0

I have 2 pyspark dataframes that I am trying to join where some of the values in the columns have parenthesis. For example one of the values is

"Mangy (Dog)"

If I try joining like so:

df1.join(df2 expr("df1.animal rlike df2.animal_stat")

I don't get any results. So I tried filtering using rlike just to see if I am able to capture the values.

The filtering worked on all values except those with parenthesis. For example when i try to filter like so:

df.filter(col('animal').rlike("Mangy (Dog)")).show()

I don't get any results.

However, if I filter with rlike("Mangy") or rlike("(Dog)" it seems to work. Even though I specified parenthesis in (Dog).

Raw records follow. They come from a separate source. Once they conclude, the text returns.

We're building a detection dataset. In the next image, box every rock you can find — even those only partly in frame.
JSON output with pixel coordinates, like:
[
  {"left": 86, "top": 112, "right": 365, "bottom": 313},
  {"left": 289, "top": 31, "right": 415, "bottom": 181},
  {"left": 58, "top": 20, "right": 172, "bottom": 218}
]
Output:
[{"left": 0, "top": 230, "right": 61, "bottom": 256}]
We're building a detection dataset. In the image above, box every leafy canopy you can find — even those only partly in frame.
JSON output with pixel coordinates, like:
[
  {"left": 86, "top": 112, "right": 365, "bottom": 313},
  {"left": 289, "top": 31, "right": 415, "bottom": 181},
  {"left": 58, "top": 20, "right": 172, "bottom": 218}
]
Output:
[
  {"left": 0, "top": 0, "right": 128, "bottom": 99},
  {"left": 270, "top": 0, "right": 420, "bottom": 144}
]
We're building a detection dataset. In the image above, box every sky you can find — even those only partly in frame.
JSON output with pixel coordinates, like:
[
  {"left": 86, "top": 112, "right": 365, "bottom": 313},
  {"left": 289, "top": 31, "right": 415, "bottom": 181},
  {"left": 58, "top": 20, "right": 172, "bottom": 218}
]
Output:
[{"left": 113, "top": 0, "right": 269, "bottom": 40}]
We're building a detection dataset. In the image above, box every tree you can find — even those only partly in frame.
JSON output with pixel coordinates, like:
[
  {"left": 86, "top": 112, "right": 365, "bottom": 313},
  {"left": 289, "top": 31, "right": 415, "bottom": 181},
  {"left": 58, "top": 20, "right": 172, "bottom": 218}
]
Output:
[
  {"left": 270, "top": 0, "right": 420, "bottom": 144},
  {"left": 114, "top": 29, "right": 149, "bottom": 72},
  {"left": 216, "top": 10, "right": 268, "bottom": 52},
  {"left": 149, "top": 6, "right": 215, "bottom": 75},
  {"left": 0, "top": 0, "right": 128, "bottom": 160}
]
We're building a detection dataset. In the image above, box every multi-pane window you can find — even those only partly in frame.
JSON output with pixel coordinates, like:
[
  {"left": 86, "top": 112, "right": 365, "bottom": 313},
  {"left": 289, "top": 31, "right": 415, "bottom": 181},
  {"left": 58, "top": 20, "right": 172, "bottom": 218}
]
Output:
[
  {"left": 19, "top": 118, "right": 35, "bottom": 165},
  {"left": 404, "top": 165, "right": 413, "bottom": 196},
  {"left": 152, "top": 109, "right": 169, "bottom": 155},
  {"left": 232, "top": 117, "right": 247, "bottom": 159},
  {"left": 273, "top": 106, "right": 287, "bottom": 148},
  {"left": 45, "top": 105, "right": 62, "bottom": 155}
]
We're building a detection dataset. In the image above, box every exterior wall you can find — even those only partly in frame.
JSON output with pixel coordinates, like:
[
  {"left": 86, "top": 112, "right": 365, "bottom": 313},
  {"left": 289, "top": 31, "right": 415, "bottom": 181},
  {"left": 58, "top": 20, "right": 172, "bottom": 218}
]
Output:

Is there a way to make rlike to include parenthesis in its matches?

EDIT: I have 2 dataframes df1 and df2 like so:

+-----------------+-------+
|           animal| origin|
+-----------------+-------+
|      mangy (dog)|Streets|
|              Cat|  house|
|[Bumbling] Bufoon| Utopia|
|          Cheetah|  Congo|
|(Sprawling) Snake| Amazon|
+-----------------+-------+

+-------------------+-----------+
|        animal_stat|destination|
+-------------------+-----------+
|              ^dog$|      House|
|              ^Cat$|    Streets|
|^[Bumbling] Bufoon$|     Circus|
|          ^Cheetah$|        Zoo|
|      ^(Sprawling)$|  Glass Box|
+-------------------+-----------+

I am trying to join the two using rlike using the following method:

dff1=df1.alias('dff1')
dff2=df2.alias('dff2')

combine=dff1.join(dff2, expr("dff1.animal rlike dff2.animal_stat"), how='left')
.drop(dff2.animal_stat)

I would like the output dataframe to be like so:

+-----------------+-------+-----------+
|           animal| origin|destination|
+-----------------+-------+-----------+
|      mangy (dog)|Streets|      House|
|              Cat|  house|    Streets|
|[Bumbling] Bufoon| Utopia|     Circus|
|          Cheetah|  Congo|        Zoo|
|(Sprawling) Snake| Amazon|  Glass Box|
+-----------------+-------+-----------+
thentangler
  • 1,048
  • 2
  • 12
  • 38

2 Answers2

2

Edit:

combine = df1.alias('df1').join(
    df2.withColumn('animal_stat', F.regexp_replace(F.regexp_replace(F.regexp_replace(F.regexp_replace('animal_stat', '\\(', '\\\\('), '\\)', '\\\\)'), '\\[', '\\\\['), '\\]', '\\\\]')).alias('df2'), 
    F.expr('df1.animal rlike df2.animal_stat'),
    'left'
)

If you're not using any regex, you probably want to use like instead of rlike. For example, you can do

df1.join(df2, expr("df1.animal like concat('%', df2.animal_stat, '%')"))

To do a filter, you can try

df.filter(col('animal').like("%Mangy (Dog)%")).show()
mck
  • 40,932
  • 13
  • 35
  • 50
  • Thank you for the answer. I am actually using regex. Is there a way to use the `rlike` in joins where you dont specify parts of the string? I was filtering in order to troubleshoot, but my main use for `rlike` is to join on columns that have regex. I have edited my post to show the same. – thentangler Mar 19 '21 at 15:41
  • the regex does not match for the first and last row – mck Mar 19 '21 at 15:51
  • also how could you tell whether the brackets are part of the regular expression or not? like, maybe you're trying to match any character in `[Bumbling]` because you enclosed it in square brackets? – mck Mar 19 '21 at 15:56
  • In my use case brackets (parentheses or square) will never be part of a regular expression. It should be part of the string to be matched to – thentangler Mar 19 '21 at 20:54
  • @thentangler see the edited answer? I think you can escape the parentheses using backslashes before doing an `rlike` join. – mck Mar 20 '21 at 09:36
  • Thank You I will try that. But can we replace the parentehsis with a blank instead? Like `F.regexp_replace('animal_stat', '\\(', ' ')` ? – thentangler Mar 21 '21 at 17:22
  • 1
    You could, it depends on whether you want to keep the parenthesis in the pattern to match – mck Mar 21 '21 at 17:27
0

.rlike() is the same as .like() except it uses regex. You need to escape the parentheses. Try filtering like this:

df.filter(col('animal').rlike("Mangy \(Dog\)")).show()

Not sure I can help with the original join issue without some sample data.